Vragen en Antwoorden

BELGISCHE SENAAT


Bulletin 3-30

ZITTING 2004-2005

Vragen van de Senatoren en antwoorden van de Ministers

(N.): Vraag gesteld in 't Nederlands - (Fr.): Vraag gesteld in 't Frans


Vice-eerste minister en minister van Justitie

Vraag nr. 3-1698 van mevrouw Van dermeersch d.d. 5 november 2004 (N.) :
Bejaardenmishandeling. — Toename.

Het « Vlaams Meldpunt voor ouderenmishandeling » stelt dat het aantal meldingen van bejaardenmishandeling de jongste twee jaar verdrievoudigd is in Vlaanderen. Er wordt vermoed dat er in Vlaanderen ongeveer 2 000 bejaarden psychisch of fysiek worden misbruikt.

Internationale studies schatten het aantal mishandelde bejaarden op 25 %. Waarschijnlijk ligt het echte aantal nog een stuk hoger, omdat in die studies enkel bejaarden die zelf meldingen doen, worden opgenomen.

Hulpbehoevende ouderen zijn vaak overgeleverd aan de goede wil van hun omgeving. Het misbruik en de verwaarlozing blijft daarom vaak verborgen achter vier muren. De helft van de « daders » zijn de kinderen of kleinkinderen, in een kwart van de gevallen is het de partner of een ander familielid.

Mishandeling komt vaker voor naarmate een bejaarde meer afhankelijk wordt van andere personen.

Daarom deze vragen :

a) Is u op de hoogte van het toenemende probleem van ouderenmishandeling ?

b) Houden justitie en de parketten statistieken bij van de aangifte van fysisch of psychisch geweld in het kader van ouderenmishandeling en zo ja, welke trend vinden we daarin de laatste jaren weer ?

c) Welke maatregelen worden er genomen om deze problematiek tegen te gaan, inzonderheid wat de vervolging van deze strafbare feiten betreft ?
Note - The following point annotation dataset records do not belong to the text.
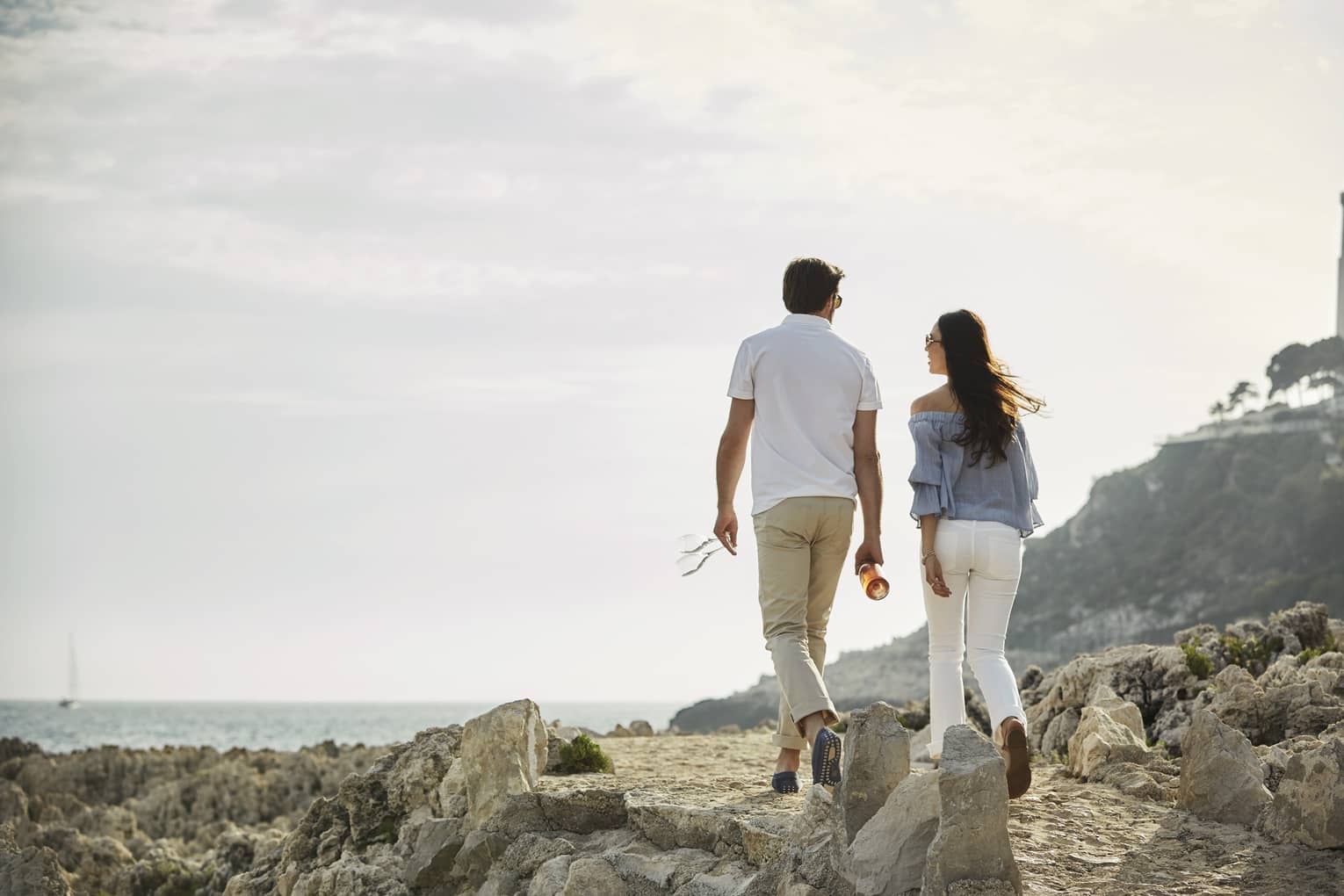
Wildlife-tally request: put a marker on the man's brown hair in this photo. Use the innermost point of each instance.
(808, 282)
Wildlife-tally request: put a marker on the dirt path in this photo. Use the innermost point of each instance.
(1069, 837)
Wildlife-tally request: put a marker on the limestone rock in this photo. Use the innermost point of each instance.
(1153, 679)
(887, 857)
(877, 759)
(550, 876)
(377, 875)
(480, 849)
(502, 754)
(1221, 777)
(972, 840)
(30, 872)
(649, 870)
(1308, 807)
(1054, 741)
(593, 878)
(578, 812)
(436, 849)
(1288, 700)
(920, 743)
(1101, 741)
(818, 842)
(530, 852)
(1117, 708)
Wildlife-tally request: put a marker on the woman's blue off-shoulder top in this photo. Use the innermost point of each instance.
(949, 485)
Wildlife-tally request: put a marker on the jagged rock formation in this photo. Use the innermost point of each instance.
(469, 810)
(1158, 548)
(129, 821)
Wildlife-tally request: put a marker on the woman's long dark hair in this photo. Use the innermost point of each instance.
(989, 396)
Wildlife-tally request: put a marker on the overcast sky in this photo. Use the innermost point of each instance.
(378, 350)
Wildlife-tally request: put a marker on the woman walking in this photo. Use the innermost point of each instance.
(975, 485)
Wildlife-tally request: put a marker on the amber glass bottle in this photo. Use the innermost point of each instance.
(870, 576)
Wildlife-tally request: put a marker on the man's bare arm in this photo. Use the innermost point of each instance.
(733, 457)
(867, 473)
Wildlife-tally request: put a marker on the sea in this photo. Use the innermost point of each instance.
(278, 726)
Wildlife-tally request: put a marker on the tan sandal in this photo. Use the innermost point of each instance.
(1016, 756)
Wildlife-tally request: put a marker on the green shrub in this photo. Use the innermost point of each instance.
(582, 755)
(1311, 653)
(1196, 660)
(1252, 654)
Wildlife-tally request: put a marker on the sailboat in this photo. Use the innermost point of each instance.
(73, 700)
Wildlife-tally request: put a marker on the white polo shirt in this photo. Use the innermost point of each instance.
(806, 383)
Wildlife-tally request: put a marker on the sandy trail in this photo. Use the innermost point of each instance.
(1069, 837)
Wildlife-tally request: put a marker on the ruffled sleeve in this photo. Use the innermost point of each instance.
(928, 479)
(1032, 485)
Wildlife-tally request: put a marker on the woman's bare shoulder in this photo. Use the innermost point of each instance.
(940, 399)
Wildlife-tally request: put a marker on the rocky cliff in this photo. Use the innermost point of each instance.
(1214, 764)
(1203, 532)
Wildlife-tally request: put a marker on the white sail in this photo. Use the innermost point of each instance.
(71, 698)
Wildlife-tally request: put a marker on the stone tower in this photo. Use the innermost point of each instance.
(1339, 288)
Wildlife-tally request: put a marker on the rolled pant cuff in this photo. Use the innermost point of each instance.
(820, 705)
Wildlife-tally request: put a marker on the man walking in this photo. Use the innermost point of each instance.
(814, 403)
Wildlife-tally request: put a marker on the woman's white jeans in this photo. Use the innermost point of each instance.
(981, 565)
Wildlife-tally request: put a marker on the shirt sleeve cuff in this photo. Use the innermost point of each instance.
(928, 500)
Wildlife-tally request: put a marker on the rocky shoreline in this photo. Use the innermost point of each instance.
(1214, 764)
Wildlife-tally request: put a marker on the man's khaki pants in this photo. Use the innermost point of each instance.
(801, 547)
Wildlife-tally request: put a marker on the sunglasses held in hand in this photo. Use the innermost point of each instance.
(695, 551)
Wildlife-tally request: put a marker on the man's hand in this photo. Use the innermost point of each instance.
(933, 575)
(726, 530)
(869, 553)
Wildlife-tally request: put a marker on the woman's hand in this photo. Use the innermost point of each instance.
(933, 575)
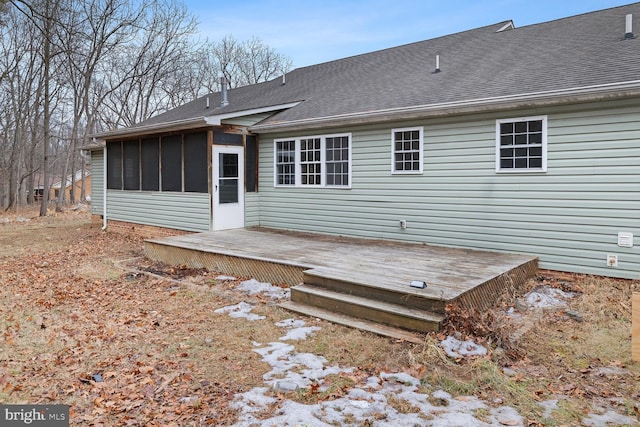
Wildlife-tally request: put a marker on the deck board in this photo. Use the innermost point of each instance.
(448, 272)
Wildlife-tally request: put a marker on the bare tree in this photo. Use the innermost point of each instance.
(248, 62)
(69, 68)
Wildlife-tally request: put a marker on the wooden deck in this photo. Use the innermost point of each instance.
(338, 274)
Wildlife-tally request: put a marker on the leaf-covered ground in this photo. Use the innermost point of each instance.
(83, 325)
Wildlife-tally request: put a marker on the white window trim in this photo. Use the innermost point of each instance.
(420, 129)
(298, 173)
(275, 161)
(544, 145)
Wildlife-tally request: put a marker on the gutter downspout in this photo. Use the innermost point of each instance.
(104, 189)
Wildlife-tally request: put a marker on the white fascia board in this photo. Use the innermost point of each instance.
(218, 118)
(579, 94)
(213, 120)
(158, 127)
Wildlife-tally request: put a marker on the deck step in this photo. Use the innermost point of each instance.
(353, 283)
(374, 310)
(352, 322)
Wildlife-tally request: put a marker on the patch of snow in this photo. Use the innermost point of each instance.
(291, 323)
(300, 333)
(253, 287)
(457, 349)
(224, 278)
(549, 406)
(239, 310)
(368, 402)
(545, 297)
(609, 418)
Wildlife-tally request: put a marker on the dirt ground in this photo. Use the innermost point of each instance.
(87, 321)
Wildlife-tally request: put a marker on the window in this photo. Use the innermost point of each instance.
(318, 161)
(407, 151)
(521, 144)
(285, 163)
(310, 162)
(337, 160)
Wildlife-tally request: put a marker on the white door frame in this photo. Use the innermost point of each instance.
(230, 213)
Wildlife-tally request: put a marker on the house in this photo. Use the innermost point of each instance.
(500, 138)
(72, 184)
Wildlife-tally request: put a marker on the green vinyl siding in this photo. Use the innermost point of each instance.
(97, 182)
(251, 209)
(181, 211)
(569, 216)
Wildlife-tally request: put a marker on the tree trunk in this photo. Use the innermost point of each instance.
(47, 108)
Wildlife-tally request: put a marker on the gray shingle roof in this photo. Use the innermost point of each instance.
(571, 53)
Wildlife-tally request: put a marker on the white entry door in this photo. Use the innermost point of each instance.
(228, 187)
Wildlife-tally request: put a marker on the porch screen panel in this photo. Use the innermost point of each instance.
(171, 163)
(131, 165)
(196, 171)
(114, 165)
(150, 149)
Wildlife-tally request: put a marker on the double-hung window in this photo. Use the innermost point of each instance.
(406, 151)
(521, 144)
(315, 161)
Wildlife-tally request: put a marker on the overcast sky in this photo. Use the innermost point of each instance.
(311, 31)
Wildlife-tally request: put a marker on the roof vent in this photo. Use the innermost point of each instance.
(628, 28)
(223, 83)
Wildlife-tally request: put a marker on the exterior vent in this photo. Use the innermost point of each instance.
(223, 84)
(437, 70)
(628, 27)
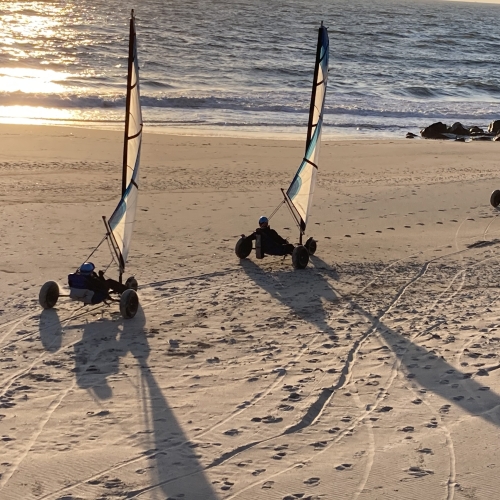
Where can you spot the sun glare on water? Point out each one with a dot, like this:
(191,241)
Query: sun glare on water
(37,46)
(31,80)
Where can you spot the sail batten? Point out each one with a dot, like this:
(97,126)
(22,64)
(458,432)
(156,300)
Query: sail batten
(301,189)
(122,220)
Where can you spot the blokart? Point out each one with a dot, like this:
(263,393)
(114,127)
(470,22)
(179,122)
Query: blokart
(495,198)
(298,196)
(120,224)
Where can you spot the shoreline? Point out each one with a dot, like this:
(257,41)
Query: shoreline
(399,295)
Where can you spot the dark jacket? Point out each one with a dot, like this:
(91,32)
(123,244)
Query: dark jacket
(269,234)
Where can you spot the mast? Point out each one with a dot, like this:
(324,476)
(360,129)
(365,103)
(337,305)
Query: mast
(127,105)
(313,93)
(301,189)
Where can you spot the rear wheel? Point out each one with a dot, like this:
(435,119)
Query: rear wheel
(132,283)
(243,247)
(311,246)
(495,198)
(49,293)
(300,257)
(129,303)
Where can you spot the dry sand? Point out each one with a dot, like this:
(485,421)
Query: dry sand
(372,374)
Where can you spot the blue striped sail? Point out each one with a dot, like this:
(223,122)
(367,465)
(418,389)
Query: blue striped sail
(301,189)
(122,221)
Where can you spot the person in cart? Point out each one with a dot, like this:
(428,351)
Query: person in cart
(271,242)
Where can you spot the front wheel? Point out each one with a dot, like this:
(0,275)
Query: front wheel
(243,247)
(49,293)
(300,257)
(495,198)
(132,283)
(311,246)
(129,303)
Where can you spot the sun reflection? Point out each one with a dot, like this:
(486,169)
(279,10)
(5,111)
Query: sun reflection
(32,114)
(31,80)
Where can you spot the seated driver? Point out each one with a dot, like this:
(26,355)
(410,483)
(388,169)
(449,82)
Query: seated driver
(272,243)
(88,287)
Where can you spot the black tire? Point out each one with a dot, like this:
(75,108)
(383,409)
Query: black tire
(300,257)
(49,293)
(311,246)
(243,248)
(129,303)
(132,283)
(495,198)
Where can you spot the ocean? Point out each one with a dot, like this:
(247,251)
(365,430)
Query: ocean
(244,68)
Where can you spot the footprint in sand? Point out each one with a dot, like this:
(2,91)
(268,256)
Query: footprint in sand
(319,445)
(232,432)
(343,466)
(384,409)
(227,485)
(258,471)
(312,481)
(427,451)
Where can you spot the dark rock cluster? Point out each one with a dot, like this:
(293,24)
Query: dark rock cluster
(458,132)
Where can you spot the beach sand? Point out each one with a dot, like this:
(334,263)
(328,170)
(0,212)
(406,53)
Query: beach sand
(374,373)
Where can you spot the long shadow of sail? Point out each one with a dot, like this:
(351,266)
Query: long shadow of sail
(97,356)
(433,373)
(425,368)
(50,330)
(178,472)
(304,292)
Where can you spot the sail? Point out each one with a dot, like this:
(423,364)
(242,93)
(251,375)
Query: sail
(301,189)
(122,221)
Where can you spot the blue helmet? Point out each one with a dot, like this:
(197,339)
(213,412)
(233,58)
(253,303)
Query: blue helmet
(87,268)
Antwoord : Het centraal meldpunt ouderenmis(be)handeling Vlaanderen/Brussel is sedert 1 januari 2003 operationeel. Het is ingebed in het CAW Zuid-Oost-Vlaanderen VZW, afdeling Sociaal Huis Pandora te Zottegem. Het centraal meldpunt verzamelt alle meldingen die binnen de respectievelijke provinciale steunpunten worden genoteerd en is vooral bedoeld voor meldingen in de thuissituatie. Melding van mogelijke institutionele mis(be)handeling kunnen worden gemeld via de rusthuisinfofoon.

Wat de vragen a) en b) betreft, kan ik het geachte lid het volgende meedelen : in 2003 waren er 272 meldingen binnengekomen bij het centraal meldpunt voor heel Vlaanderen en Brussel. De onderstaande tabel geeft de onderverdeling aan voor de aard van de hulpvraag.

Aard van hulpvraagAantal in 2003
Informatie90
Advies85
Enkel registratie24
Doorverwijzingen7
Interventies66
Totaal272

Bron : Centraal Meldpunt Ouderenmis(be)handeling Vlaanderen/Brussel. Jaarverslag 2003, blz. 21.

Bovenstaande cijfers geven het aantal meldingen weer, wat niet mag verward worden met het aantal situaties van effectieve mishandeling.

Volgens dezelfde statistieken van het centraal meldpunt is de relatie pleger-slachtoffer als volgt te verdelen voor de cijfers van 2003 :

Relatie plegerslachtofferAantal in 2003
Hulpverleners en verzorgenden25
Kinderen/kleinkinderen123
Andere familieleden45
Kennissen/buren9
Huisartsen1
Partner/ex-partner32
Slachtoffer zelf2
Anderen/onbekend35
Totaal272

Bron : Centraal Meldpunt Ouderenmis(be)handeling Vlaanderen/Brussel. Jaarverslag 2003, blz. 28.

Op basis van deze gegevens kan er dan ook geen enkele tendens worden afgeleid, gelet op het feit dat dit om een eerste meting gaat.

De statistische gegevens die door de parketten worden aangemaakt voorzien niet in een aparte criminele figuur « ouderenmis(be)handeling ».

c) Het regeerakkoord 2003 spreekt, in het kader van de ontwikkeling van een duurzaam preventiebeleid, de wens uit om bijzondere aandacht te gaan besteden aan bepaalde kwetsbare bevolkingsgroepen, waaronder bejaarden.

De Kadernota Integrale Veiligheid, zoals goedgekeurd op de Ministerraad van 30 en 31 maart 2004, heeft het intrafamiliale geweld als één van de prioritaire aandachtspunten naar voren gebracht. Naast het partnergeweld en kindermishandeling is de ouderenmis(be)handeling immers evenzeer een ontoelaatbare vorm van intrafamiliaal geweld.